Continuing with the metaphor… every literature course has a vital lab component. The laboratory exercise is the student’s deep, sustained encounter with the text. We bring the results of that encounter to the classroom, to discuss them.
Thanks for the feedback. Angela, I am looking forward to giving this a try.
Evelyne, what a great breadth of education in your list. I agree that accommodating all learners is the ideal. In some ways, though, telling an instructor “accommodate all learners” is like telling a student “get every answer right”.
Everyone agrees with the goal, but getting there is easier said than done.
Is this what you mean by Toulmin?
http://jerz.setonhill.edu/writing/argument/toulmin.html
You need to accomodate all students.
I have accumulated many undergraduate (phil, hist, enl lit) degrees and one graduate degree (MBA). But I am from another place and of another time: France, born 1934, educated there a long time ago. I know very little of what you talk about. Yet my GPA is around 3.8-3.9.
By assuming we all know what you are talking about, the basics as you see them, you may be making an ??? of both us. I know some basics; they may not be your basics. It is a bit late to change. Same with math… who needed new math or whatever passes for thefad of the day…it all does the same thing.
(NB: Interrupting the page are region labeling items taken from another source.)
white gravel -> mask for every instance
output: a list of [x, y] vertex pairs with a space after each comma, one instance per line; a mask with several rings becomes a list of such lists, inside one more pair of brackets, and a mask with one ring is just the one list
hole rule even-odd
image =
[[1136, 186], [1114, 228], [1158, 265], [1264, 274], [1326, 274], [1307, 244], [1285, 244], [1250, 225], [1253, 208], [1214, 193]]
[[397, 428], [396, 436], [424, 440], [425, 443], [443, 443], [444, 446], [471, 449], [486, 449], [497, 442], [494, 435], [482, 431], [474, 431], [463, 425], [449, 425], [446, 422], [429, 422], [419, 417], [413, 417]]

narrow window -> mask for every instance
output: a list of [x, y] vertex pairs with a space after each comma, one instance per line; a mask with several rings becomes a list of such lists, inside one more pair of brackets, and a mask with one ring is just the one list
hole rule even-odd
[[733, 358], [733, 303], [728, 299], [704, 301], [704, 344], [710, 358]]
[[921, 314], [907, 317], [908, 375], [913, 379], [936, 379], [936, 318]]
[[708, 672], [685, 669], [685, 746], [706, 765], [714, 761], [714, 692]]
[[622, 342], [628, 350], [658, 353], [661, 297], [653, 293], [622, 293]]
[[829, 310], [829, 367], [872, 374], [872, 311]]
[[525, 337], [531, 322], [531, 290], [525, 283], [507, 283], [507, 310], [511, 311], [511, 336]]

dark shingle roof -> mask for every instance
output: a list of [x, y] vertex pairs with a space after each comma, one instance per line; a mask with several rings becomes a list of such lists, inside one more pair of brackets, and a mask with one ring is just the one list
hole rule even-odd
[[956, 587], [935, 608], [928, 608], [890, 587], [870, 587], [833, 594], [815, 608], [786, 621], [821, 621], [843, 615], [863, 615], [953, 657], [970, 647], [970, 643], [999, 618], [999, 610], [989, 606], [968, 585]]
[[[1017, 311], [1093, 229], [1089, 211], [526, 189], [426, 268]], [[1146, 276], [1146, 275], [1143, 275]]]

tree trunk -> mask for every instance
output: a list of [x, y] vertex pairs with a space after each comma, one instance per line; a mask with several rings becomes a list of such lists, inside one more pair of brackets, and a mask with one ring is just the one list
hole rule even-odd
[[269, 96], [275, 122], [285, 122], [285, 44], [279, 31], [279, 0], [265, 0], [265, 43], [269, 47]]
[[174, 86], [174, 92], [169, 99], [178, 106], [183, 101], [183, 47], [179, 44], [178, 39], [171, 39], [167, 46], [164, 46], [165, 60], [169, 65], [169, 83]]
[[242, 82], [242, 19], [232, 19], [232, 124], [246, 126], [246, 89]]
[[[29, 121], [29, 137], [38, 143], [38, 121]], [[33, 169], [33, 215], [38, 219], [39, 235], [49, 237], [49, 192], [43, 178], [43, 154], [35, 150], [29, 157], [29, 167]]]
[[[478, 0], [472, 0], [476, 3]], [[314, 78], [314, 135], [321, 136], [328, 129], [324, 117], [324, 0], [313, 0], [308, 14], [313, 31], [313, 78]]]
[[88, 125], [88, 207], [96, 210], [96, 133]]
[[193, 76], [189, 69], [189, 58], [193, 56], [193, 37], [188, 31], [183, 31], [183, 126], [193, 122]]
Please reply. I am curious as to your views on particular situations (older, foreigners, etc.) I sense a lack in your writing a lack of flexibility (as in Toulmin).
I think that this would be an excellent demonstration to start out with. As a student, I can tell you that going into a new professor’s class is very intimidating. What does this professor like or agree with is sometimes important for student success, unfortunately. By you doing this exercise with the students, they’ll know right off the bat that they do not need to strive to find out what you think. They can concentrate on what they think and developing their own informed opinion. You should definately try this.